I love listening to someone else’s favorite music with them. They know all the twists and turns and layers of context, and who the songs might be about. You really get to react together.
I’ve been thinking about this a lot because Joni Mitchell is finally starting to make sense to me. I’ve opened up some of the pathways in my chest and my imagination, and I finally have the room to hear what she’s been singing. It’s not like I’ve never had a special Joni moment - I listened to “A Case of You,” after I got dumped for the first time, and she helped me realize that I was definitely going to be fine. This summer, I listened to “California,” as I watched the trees roll by from my seat on the Amtrak, and wondered what waited for me when I got back to Maine.
I like Joni mostly because she means so much to people who I’ve met along the way. Like my neighbor! We met because I saw a flyer she made looking for bandmates, must love Sleater-Kinney, cut out magazine letters and all. I obviously texted the number without hesitation, and we were delighted to find out that we live one street number away from each other. When the summer was becoming fall, we picked high-bush blueberries and got locally made ice-cream at a stand where nobody was wearing masks. When I meet people who know my neighbor, they always say, “She’s amazing.” She’s one of my favorite friends in this season of life, and we cook dinner together every few weeks, and keep tabs on each other.
My neighbor grew up on Joni Mitchell, so when I started craving her songs a bit more this January, I invited her over to show me her favorites. She brought Chalk Mark in a Rainstorm and Ladies of the Canyon. My neighbor acted as the resident expert, telling my roommate and I who all the songs were about, and how her mom got her and her sister each one Joni Mitchell CD for Christmas one year. “I do not remember a time in my life before Joni,” she told us before we put the needle down on Ladies. At the end of “Conversation,” with all of the surprises, I turned to my neighbor with my mouth open wide as layer stacked upon layer, and she just looked back at me like, “Oh, yeah, dude.” It’s so special to share the best part of a song with someone.
I think what’s resonating with me most right now, about Joni, is that she’s all about coming back to yourself.
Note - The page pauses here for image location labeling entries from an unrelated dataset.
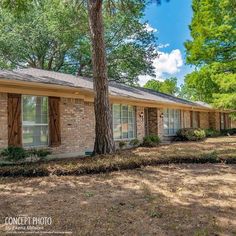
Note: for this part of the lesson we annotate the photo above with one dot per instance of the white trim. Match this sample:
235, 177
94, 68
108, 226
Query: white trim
33, 125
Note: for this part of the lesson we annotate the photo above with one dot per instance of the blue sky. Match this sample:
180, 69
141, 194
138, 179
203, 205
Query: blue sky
170, 23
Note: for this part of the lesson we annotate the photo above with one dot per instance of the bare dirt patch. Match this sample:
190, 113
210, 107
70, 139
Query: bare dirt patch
165, 200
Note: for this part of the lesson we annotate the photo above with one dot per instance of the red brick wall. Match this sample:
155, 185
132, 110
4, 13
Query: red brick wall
3, 121
204, 120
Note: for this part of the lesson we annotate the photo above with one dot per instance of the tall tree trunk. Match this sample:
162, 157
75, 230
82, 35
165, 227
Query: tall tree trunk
104, 142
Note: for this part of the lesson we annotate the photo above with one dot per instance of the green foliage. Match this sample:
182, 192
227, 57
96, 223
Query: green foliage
191, 134
122, 144
134, 142
212, 133
19, 153
168, 86
41, 153
228, 131
14, 153
151, 141
54, 35
212, 50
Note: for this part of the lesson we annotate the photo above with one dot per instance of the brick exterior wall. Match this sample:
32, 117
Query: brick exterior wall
77, 126
214, 120
3, 121
77, 120
186, 119
233, 123
152, 121
160, 119
204, 120
140, 123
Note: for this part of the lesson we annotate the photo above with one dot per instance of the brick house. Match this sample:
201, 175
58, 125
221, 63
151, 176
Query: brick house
41, 108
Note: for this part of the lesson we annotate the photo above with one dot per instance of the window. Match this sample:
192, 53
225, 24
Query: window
222, 121
123, 122
35, 121
171, 121
195, 119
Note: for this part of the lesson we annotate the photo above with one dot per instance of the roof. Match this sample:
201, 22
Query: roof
115, 89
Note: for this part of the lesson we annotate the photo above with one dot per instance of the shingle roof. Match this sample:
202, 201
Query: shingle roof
115, 89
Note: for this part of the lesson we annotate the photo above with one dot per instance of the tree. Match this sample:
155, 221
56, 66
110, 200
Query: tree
168, 86
41, 36
104, 142
212, 50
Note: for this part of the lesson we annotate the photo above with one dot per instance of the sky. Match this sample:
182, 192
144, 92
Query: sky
169, 22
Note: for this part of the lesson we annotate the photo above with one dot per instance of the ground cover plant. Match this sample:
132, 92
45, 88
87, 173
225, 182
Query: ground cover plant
212, 150
185, 199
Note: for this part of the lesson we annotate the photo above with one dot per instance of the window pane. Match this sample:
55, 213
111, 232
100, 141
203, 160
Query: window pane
35, 120
171, 121
117, 131
123, 121
35, 136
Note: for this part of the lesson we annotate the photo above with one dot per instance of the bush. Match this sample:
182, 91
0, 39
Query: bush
122, 144
15, 153
191, 134
151, 141
19, 153
134, 142
212, 133
228, 131
38, 152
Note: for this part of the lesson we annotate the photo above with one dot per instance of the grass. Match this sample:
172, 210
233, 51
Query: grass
184, 199
213, 150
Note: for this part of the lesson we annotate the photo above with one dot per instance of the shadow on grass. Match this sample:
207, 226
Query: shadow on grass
166, 200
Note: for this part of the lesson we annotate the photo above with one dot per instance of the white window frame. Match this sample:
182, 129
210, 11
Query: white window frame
121, 119
35, 125
176, 124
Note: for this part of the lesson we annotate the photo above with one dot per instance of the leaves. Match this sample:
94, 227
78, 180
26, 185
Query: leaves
213, 51
168, 86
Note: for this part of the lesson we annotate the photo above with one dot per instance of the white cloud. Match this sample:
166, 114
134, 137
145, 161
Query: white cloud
149, 28
165, 63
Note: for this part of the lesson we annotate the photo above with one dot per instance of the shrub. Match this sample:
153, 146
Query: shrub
191, 134
122, 144
38, 152
228, 131
151, 141
14, 153
212, 133
134, 142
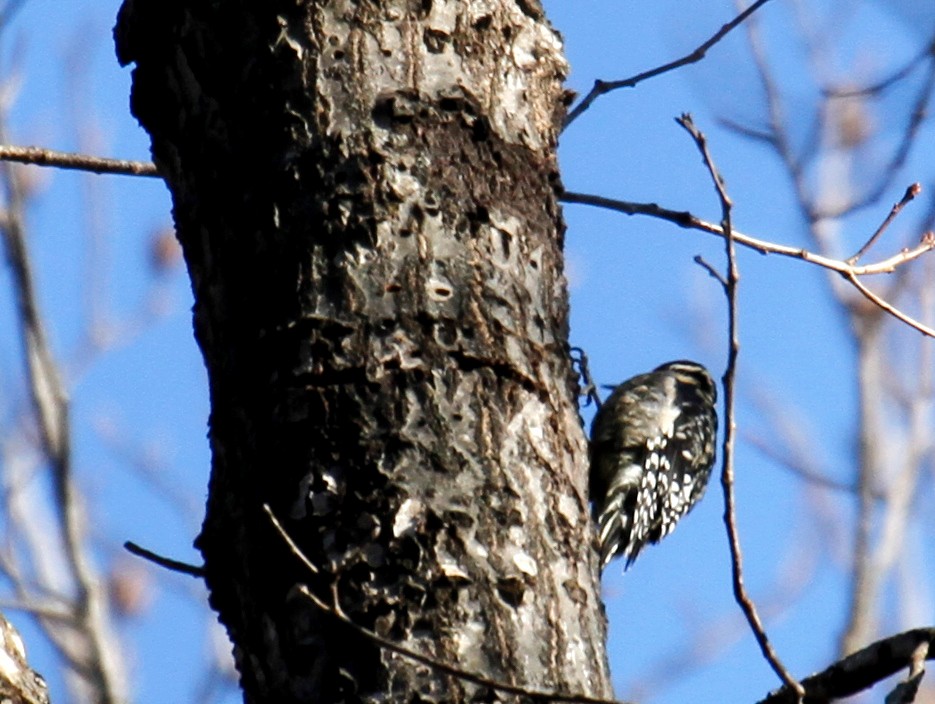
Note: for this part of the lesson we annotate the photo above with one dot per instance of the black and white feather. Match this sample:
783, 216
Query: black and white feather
652, 449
Her gift to me, in this season, has been setting an example of departure and return. The model seems to be: go, explore, find someone you love, love them as hard as you can until you can’t anymore, come back to your window, get reoriented, go. She always comes back to her own perspective, self, and being, Where am I seeing this all from now?
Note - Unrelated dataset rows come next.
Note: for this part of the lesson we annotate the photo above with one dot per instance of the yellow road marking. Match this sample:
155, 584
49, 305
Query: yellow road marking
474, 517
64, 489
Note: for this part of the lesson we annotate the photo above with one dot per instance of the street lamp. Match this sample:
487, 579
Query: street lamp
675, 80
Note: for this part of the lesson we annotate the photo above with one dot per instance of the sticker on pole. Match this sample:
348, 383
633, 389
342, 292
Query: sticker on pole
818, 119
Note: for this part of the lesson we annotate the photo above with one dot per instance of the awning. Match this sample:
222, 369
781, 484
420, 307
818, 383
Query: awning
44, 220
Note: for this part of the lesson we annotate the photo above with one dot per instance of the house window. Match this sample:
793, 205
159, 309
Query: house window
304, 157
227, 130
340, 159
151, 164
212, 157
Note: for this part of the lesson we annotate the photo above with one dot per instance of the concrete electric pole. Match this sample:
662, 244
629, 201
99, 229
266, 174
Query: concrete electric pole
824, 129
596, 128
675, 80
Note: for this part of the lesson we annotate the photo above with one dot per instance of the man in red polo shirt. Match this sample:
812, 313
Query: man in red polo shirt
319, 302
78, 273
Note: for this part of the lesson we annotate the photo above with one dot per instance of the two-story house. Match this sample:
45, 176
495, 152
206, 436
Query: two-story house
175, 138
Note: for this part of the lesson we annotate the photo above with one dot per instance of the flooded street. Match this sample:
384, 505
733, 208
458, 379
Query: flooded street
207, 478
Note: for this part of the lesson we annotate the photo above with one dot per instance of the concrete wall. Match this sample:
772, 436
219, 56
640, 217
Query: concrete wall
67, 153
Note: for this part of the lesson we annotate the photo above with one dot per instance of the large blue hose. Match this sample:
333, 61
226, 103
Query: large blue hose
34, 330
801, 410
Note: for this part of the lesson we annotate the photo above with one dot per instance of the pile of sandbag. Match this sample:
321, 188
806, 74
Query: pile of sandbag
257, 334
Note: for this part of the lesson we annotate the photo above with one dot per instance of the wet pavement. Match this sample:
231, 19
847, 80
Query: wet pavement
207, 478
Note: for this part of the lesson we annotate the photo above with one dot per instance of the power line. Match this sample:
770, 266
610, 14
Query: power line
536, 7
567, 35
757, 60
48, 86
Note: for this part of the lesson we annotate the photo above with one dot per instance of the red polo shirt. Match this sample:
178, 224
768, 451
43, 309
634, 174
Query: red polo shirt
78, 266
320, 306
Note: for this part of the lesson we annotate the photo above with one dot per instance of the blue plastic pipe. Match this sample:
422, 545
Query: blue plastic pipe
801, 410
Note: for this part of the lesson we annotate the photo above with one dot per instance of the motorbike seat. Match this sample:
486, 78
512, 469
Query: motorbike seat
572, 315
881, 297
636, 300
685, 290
Joni, to me, is irremovable from her Canadianness, from this first point of departure, probably because my Canadian family adores her. My cousin Kylie sits between my sister and I in age, and lived about an hour north of the border from us when we were all growing up. When we visited St. John, Joni’s songs would sometimes dance from our Uncle’s turntable. Most of the little snippets of her lyrics that I know, I heard first under someone’s breath in the Fox family’s cozy, split level house. The first time I ever heard “Carrey,” it was from Kylie’s guitar.
Whenever we had a sleepover, Kylie and I would share a room and tell each other stories until we fell asleep. When we were little, they were about anthropomorphic critters; and as we grew, Kylie’s stories moved from fiction to autobiography. Kylie is the kind of person who knows how to keep her heart open to life. She notices the world’s nooks and crannies with a songwriter’s grandiosity. I think she knows how to savor life like it’s a chocolate cake. This may be a byproduct of being raised on Joni.
When she started sharing the songs that she was writing, our visits would include a concert. We would gather around the living room and she’d pull out her acoustic guitar, and play the songs in her rotation, our Aunt Rossie chiming in to ask for “this one next!” It was a beautiful way of keeping up with my cousin, especially during a chapter of my life when returning to myself didn’t feel possible. Kylie set a good example. So, listening to Joni Mitchell alway makes me think of Kylie, who has the same gift for building a world for her feelings in a song.
Kylie and I finally got to see each other this November, after two years of lockdown, and stayed up in the dark until 3-ish a.m. telling each other stories, until we both fell asleep.
Top Five Joni Mitchell songs, ranked. (1) All I Want, (2) Conversation (3) California (4) Carrey, (5) Help Me.